Six Chips, One Platform

The Rubin platform is built around six new chips working in concert. At its core is the Rubin GPU with a third-generation Transformer Engine and adaptive compression, delivering 50 petaflops of NVFP4 compute for AI inference. Paired with it is the Vera CPU, featuring 88 custom Olympus cores based on Armv9.2 architecture.

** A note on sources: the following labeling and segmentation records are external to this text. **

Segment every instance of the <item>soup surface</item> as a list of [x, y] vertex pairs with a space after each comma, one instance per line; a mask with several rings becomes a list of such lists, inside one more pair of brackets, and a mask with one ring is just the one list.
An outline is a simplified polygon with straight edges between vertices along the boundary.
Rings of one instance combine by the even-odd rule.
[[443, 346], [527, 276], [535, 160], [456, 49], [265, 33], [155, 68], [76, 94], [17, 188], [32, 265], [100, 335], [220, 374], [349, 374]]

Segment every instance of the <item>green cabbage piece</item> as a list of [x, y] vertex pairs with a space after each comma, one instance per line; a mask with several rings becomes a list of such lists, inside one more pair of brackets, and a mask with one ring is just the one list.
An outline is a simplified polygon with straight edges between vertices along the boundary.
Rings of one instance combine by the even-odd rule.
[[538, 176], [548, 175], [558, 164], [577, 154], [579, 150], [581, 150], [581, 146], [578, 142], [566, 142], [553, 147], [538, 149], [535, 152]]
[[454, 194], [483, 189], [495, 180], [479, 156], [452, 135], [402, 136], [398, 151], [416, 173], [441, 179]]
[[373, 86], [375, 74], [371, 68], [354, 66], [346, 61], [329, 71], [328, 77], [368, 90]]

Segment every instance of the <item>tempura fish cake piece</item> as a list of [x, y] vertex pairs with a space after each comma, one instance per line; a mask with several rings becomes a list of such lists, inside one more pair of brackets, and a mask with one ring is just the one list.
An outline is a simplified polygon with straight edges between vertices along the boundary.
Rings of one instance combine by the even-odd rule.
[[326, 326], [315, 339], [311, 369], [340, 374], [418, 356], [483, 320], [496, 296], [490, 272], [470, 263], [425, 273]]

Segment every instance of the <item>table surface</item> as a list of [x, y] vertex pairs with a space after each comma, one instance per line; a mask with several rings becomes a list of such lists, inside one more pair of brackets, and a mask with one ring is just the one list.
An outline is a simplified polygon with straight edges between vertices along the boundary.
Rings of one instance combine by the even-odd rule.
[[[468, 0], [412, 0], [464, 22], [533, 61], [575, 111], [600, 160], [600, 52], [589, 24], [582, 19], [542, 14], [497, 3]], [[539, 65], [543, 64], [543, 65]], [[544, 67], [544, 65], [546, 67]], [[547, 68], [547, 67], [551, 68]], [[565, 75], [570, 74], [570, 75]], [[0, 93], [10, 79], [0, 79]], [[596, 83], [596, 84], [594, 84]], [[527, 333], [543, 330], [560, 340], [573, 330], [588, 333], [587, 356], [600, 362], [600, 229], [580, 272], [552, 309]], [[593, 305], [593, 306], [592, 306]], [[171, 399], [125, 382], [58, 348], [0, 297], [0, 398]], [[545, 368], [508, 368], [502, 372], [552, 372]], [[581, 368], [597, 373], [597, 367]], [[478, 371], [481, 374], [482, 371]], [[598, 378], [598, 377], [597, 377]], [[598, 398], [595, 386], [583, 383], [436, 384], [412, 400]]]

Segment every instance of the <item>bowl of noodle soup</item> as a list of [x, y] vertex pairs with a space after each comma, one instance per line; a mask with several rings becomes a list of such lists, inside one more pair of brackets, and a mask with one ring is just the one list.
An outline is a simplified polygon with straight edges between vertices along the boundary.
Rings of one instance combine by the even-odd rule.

The remaining four chips handle connectivity and infrastructure: NVLink 6 Switch for sixth-generation interconnect with in-network compute, ConnectX-9 SuperNIC for advanced networking, BlueField-4 DPU optimized for agentic AI reasoning workloads, and the Spectrum-6 Ethernet Switch for AI factory networking.

The NVL72 Rack

The flagship configuration, Vera Rubin NVL72, packs 1.3 million components into a single rack. It delivers 3.6 exaflops of NVFP4 inference and 2.5 exaflops of training compute. A cable-free tray design makes assembly and servicing 18x faster than Blackwell systems.

Nvidia also introduced Spectrum-X Photonics, offering 5x better power efficiency and 10x greater reliability for data center networking. The platform includes third-generation Confidential Computing — the first rack-scale implementation of its kind.

Ecosystem and Availability

Major cloud providers including AWS, Google Cloud, Microsoft Azure, Oracle Cloud, CoreWeave, and Lambda are among the first to deploy Vera Rubin. AI labs such as OpenAI, Anthropic, xAI, Mistral, Cohere, and Perplexity have committed to the platform.

Hardware partners Dell, HPE, Lenovo, Supermicro, and Cisco will offer Vera Rubin-based systems, while Red Hat is providing Enterprise Linux and OpenShift integration. A smaller HGX Rubin NVL8 configuration with 8 GPUs is also available for x86 server platforms.

Why It Matters

"Rubin arrives at exactly the right moment, as AI computing demand for both training and inference is going through the roof," said Jensen Huang. With estimated rack pricing between $3.5M and $4M, Vera Rubin targets hyperscalers and sovereign AI deployments that need maximum compute density with dramatically lower per-token costs.

The platform addresses the biggest bottleneck in AI infrastructure — energy efficiency — making large-scale AI deployment roughly 10x more affordable per inference token. For companies training frontier models, the 4x reduction in required GPUs translates to billions in savings.

What's Next

Nvidia's GTC conference, scheduled for March 16-19, 2026, is expected to provide deeper technical details and live demonstrations of Vera Rubin workloads. With production already underway, the first customer deployments should begin arriving by mid-2026.